For full details of the various pre-DVD releases of this title click here. That link will take you to the archived copy of my old Beast in Space review.


Considering the number of releases, each under an astonishing assortment of alternative titles, this director's other spaghetti space operas have received on "PD" labels it's a real treat to finally be able to see BEAST IN SPACE, and see it on a proper R1 DVD release! Alfonso Brescia's spaghetti space operas are unique hybrids that stick to a formula of emulating established and well-known movies and stories with tongue planted firmly in cheek. Movies such as Antonio Marguerite's "Gamma I Quadrilogy" and George Lucas' Star Wars. They aren't just knock-offs or cheap copies, rather they are unique movies unto themselves.

Alas the look chosen for the costumes was already well dated and past it's expiry date by the time these movies were made.
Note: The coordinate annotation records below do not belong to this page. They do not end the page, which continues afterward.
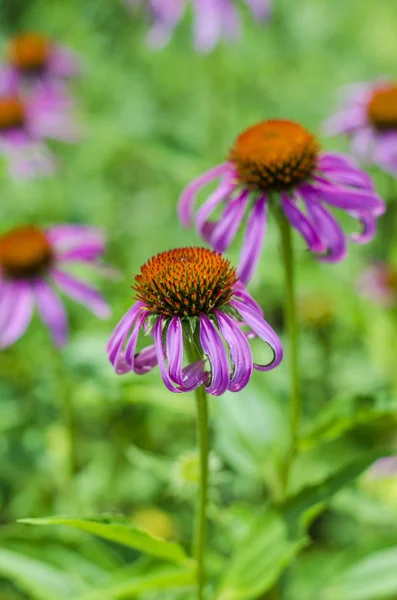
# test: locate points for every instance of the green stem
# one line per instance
(201, 516)
(292, 328)
(64, 393)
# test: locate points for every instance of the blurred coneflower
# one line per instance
(279, 163)
(213, 19)
(192, 304)
(369, 118)
(378, 283)
(26, 121)
(32, 262)
(33, 57)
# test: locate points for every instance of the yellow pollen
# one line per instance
(29, 52)
(274, 155)
(24, 253)
(12, 113)
(186, 281)
(382, 107)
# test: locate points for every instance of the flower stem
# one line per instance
(201, 515)
(291, 320)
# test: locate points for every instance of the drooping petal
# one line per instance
(240, 352)
(187, 378)
(161, 357)
(51, 311)
(20, 314)
(347, 198)
(82, 293)
(301, 223)
(328, 229)
(368, 222)
(262, 330)
(188, 196)
(225, 231)
(213, 347)
(253, 240)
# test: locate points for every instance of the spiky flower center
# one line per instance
(29, 52)
(185, 282)
(12, 113)
(25, 252)
(382, 107)
(274, 155)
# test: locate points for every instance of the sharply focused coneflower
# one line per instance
(192, 304)
(32, 263)
(378, 283)
(213, 19)
(369, 118)
(279, 163)
(26, 121)
(34, 57)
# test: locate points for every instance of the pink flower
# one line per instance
(32, 263)
(190, 302)
(26, 121)
(379, 284)
(369, 118)
(279, 163)
(213, 19)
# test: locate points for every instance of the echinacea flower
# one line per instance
(192, 304)
(280, 162)
(213, 19)
(32, 263)
(378, 283)
(25, 122)
(33, 57)
(369, 118)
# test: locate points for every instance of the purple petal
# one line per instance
(213, 347)
(228, 224)
(161, 358)
(368, 222)
(262, 330)
(82, 293)
(145, 360)
(328, 229)
(51, 311)
(240, 352)
(188, 197)
(253, 240)
(242, 294)
(301, 223)
(19, 315)
(346, 198)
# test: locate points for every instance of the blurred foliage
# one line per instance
(154, 120)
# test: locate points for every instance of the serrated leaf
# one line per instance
(121, 534)
(38, 579)
(371, 578)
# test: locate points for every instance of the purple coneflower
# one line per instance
(279, 161)
(192, 304)
(32, 262)
(25, 122)
(214, 19)
(369, 118)
(35, 58)
(379, 284)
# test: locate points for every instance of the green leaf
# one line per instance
(371, 578)
(121, 534)
(276, 538)
(160, 578)
(261, 558)
(38, 579)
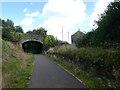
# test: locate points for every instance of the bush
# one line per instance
(104, 63)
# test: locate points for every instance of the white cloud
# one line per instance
(25, 10)
(34, 14)
(27, 21)
(100, 6)
(69, 13)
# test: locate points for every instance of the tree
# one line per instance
(49, 42)
(107, 33)
(18, 29)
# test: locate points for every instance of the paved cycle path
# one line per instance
(47, 74)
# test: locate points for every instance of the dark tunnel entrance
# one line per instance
(32, 47)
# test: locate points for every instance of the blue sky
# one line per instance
(52, 15)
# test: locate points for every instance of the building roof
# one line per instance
(77, 32)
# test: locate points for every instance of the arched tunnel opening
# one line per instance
(34, 47)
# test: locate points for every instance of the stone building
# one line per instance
(76, 35)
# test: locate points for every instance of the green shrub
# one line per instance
(104, 63)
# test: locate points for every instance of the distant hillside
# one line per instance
(16, 66)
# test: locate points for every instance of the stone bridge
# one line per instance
(32, 43)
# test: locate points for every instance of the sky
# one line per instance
(54, 15)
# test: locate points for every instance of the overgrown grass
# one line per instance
(88, 80)
(16, 66)
(104, 64)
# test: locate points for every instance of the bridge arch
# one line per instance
(32, 46)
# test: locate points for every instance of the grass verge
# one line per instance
(16, 66)
(88, 80)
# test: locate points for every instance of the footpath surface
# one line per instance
(47, 74)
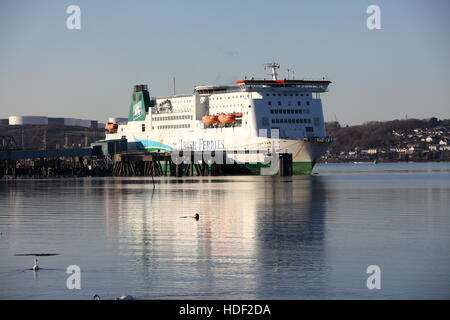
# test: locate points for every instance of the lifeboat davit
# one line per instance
(207, 119)
(111, 126)
(227, 118)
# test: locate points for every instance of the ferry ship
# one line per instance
(245, 118)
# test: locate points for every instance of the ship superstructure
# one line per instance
(240, 118)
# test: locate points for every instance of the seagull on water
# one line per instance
(35, 267)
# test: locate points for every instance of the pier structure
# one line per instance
(93, 162)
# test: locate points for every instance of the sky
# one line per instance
(401, 70)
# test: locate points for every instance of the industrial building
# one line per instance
(42, 120)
Combined with the fact most audiences, in the wake of Star Wars, had long since grown accustomed to a far more refined costuming thanks to television series like Star Trek (1966-69) , Space Academy (1977-79), and Space: 1999 (1975-77) modern audiences are likely to find the retro costumes laughable and thus dismiss the movie before giving it a chance. Which is a shame because that's part of the movie's charm.

But the real question to be asked here is: How does Severin's release compare to previous video releases?

The answer, quite simply, is it puts them to shame. The video quality is outstanding. The run time is longer than any extant video release known, and while an English track is not included at least English sub-titles are present. Which is probably for the best since these sort of movies too often got dubbed incompetently.

In short Severin has done a superb job bringing this obscure space opera to DVD. While Beast in Space had received multiple VHS releases to the best of my ability to research the facts there were no LD or Beta releases. Until Severin's release this title was not just AWOL on DVD there was serious doubt it even existed in the English speaking world as it lacked mention in print resources. Compared to extant VHS releases Severin's appears to be more complete, has better video quality, and is the only way this movie should be seen. However, like every other movie in this series I have seen, Beast in Space has left me utterly dismayed. The editing is quirky. At times the pacing seems better suited to a television series.

Of course I heartily recommend this movie to all fans of science fiction. Beast in Space may not be the best space opera ever filmed but it's far from the worst. Perfect for bad movie night and an excellent choice for a stocking stuffer or birthday gift for that special sci-fi fan in your life.